Heineken deal shows Naspers how frothy Chinese market is
Heineken paid way over the odds for its stake in CR Beer, so Naspers better not get too cheeky with Tencent
Did any Naspers shareholders happen to look at the recently announced transaction between Dutch beer group Heineken and the owner of the largest-selling beer brand in the world, China Resources Beer (CR Beer)?
While the beer side of the transaction is interesting, of greater significance is the story it tells about the pricing of Chinese transactions.
In 2016, even before AB InBev finalised their purchase of 100% of SABMiller, plans were in place to sell SABMiller’s 49% stake in Snow Breweries back to CR Beer, which held the other 51% of the company.
China was one of SAB’s early foreign ventures. It set up a partnership with state-owned CR Beer in 1994 and did well to push the brand to the number one slot in the country.

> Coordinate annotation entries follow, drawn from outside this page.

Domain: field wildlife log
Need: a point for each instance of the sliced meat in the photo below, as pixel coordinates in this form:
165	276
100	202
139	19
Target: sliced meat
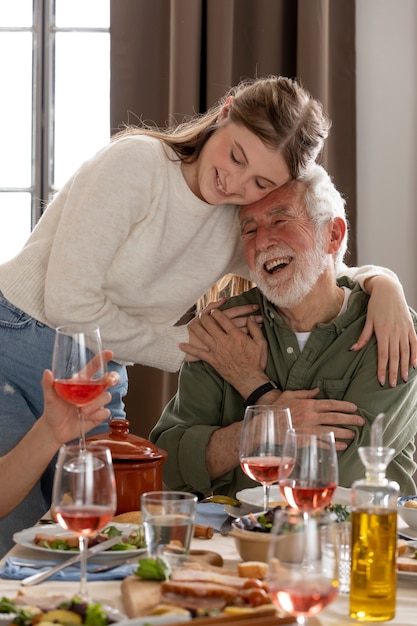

While Snow was the largest-selling beer brand in China, it was never a very profitable venture for SABMiller because the selling price was so low. In some areas of the country Snow beer was cheaper than bottled water.

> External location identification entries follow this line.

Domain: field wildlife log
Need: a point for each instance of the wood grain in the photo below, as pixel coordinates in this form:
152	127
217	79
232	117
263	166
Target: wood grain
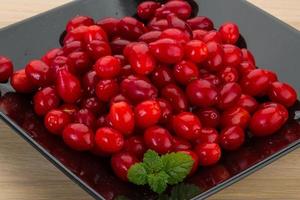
26	175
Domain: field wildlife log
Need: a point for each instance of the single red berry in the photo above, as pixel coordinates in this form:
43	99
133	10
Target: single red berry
121	117
121	162
208	153
232	137
78	137
187	125
6	69
109	140
56	120
45	100
282	93
158	139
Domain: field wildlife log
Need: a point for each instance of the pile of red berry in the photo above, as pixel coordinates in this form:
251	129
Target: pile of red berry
164	81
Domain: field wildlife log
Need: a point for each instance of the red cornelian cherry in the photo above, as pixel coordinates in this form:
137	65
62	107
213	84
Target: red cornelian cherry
78	137
147	113
146	10
230	33
236	116
158	139
210	117
68	87
121	162
195	158
196	51
162	76
107	67
21	83
167	50
202	93
38	72
267	121
230	94
136	146
45	100
106	89
282	93
247	102
79	21
121	117
201	22
208	153
6	69
109	140
185	72
56	120
187	125
175	96
232	137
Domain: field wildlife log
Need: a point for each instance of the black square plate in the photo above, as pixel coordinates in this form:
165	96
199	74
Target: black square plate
275	45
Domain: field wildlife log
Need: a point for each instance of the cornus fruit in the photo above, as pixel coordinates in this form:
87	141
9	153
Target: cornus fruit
159	94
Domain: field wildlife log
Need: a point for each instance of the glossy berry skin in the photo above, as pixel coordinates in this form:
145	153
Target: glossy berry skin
267	121
78	137
45	100
187	125
106	89
130	28
137	89
79	21
232	137
121	162
208	135
146	10
176	97
136	146
236	116
232	56
158	139
230	33
86	117
167	50
121	117
195	158
210	117
180	144
247	102
6	69
109	140
229	95
162	76
140	58
282	93
107	67
208	153
257	82
185	72
201	22
56	120
147	113
202	93
196	51
21	83
68	87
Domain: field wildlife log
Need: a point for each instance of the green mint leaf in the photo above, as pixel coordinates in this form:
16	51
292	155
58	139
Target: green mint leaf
152	161
137	174
177	166
158	182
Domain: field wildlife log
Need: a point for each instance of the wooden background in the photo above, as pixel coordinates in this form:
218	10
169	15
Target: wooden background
26	175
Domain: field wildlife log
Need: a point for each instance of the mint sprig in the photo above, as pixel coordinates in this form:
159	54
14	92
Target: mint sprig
160	171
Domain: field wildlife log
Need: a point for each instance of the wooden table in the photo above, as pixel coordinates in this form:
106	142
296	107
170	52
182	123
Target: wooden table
26	175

SABMiller said it was taking a long-term view on a market that could not be overlooked by any consumer goods company with global aspirations. The CR Beer connection was useful in pushing SABMiller’s premium brands across China, and over the years there were steady signs of margin improvement at Snow.

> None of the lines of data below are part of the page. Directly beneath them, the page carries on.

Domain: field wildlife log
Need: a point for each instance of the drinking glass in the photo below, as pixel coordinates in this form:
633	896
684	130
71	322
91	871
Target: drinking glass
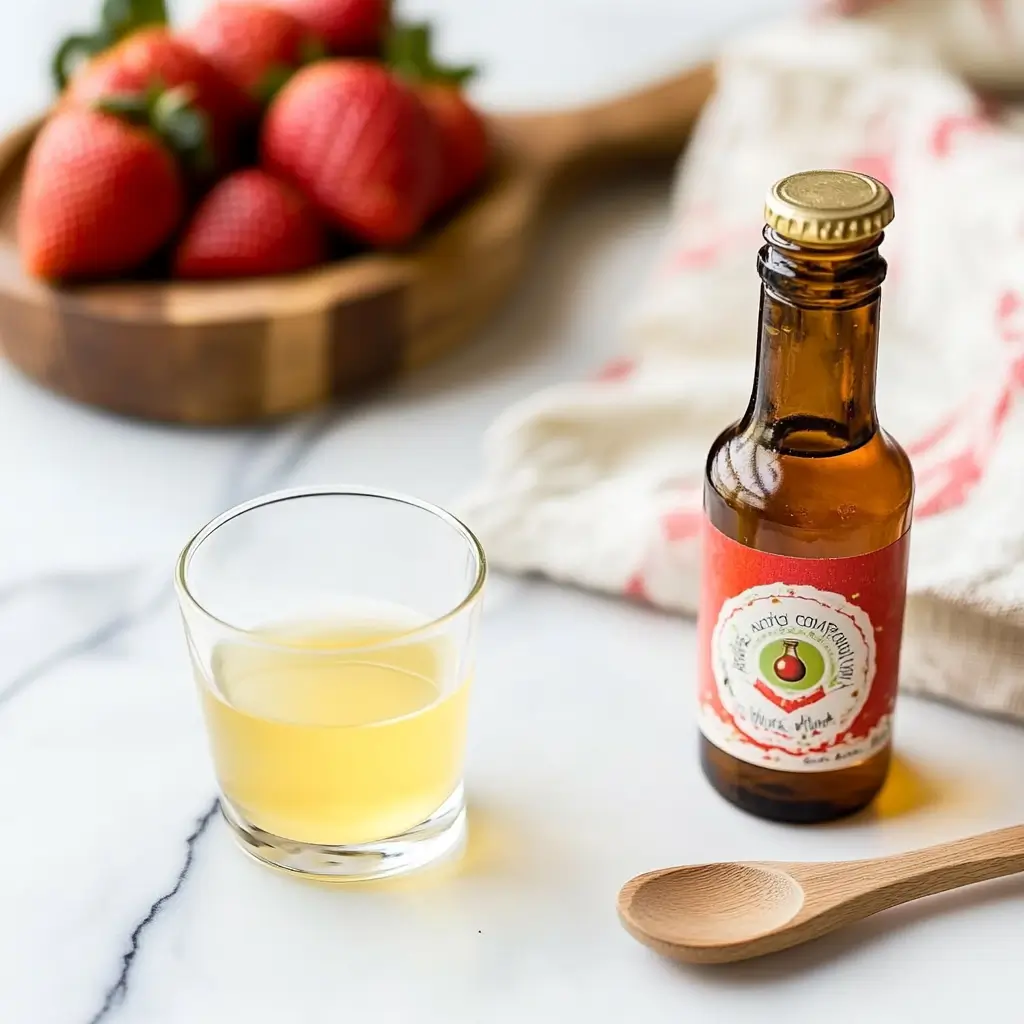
333	636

But in 2016, when the time came to sell the 49% stake, the $1.6bn offered by CR Beer raised eyebrows. That it fell far short of the $3bn-$5bn most analysts had expected has been confirmed by the $3.1bn Heineken has to pay to purchase just 40% of CR Beer two years later.
This is either remarkably good timing by CR Beer, or a case of capitalism with Chinese characteristics. Naspers shareholders should realise they interfere with the Tencent control structure at their peril.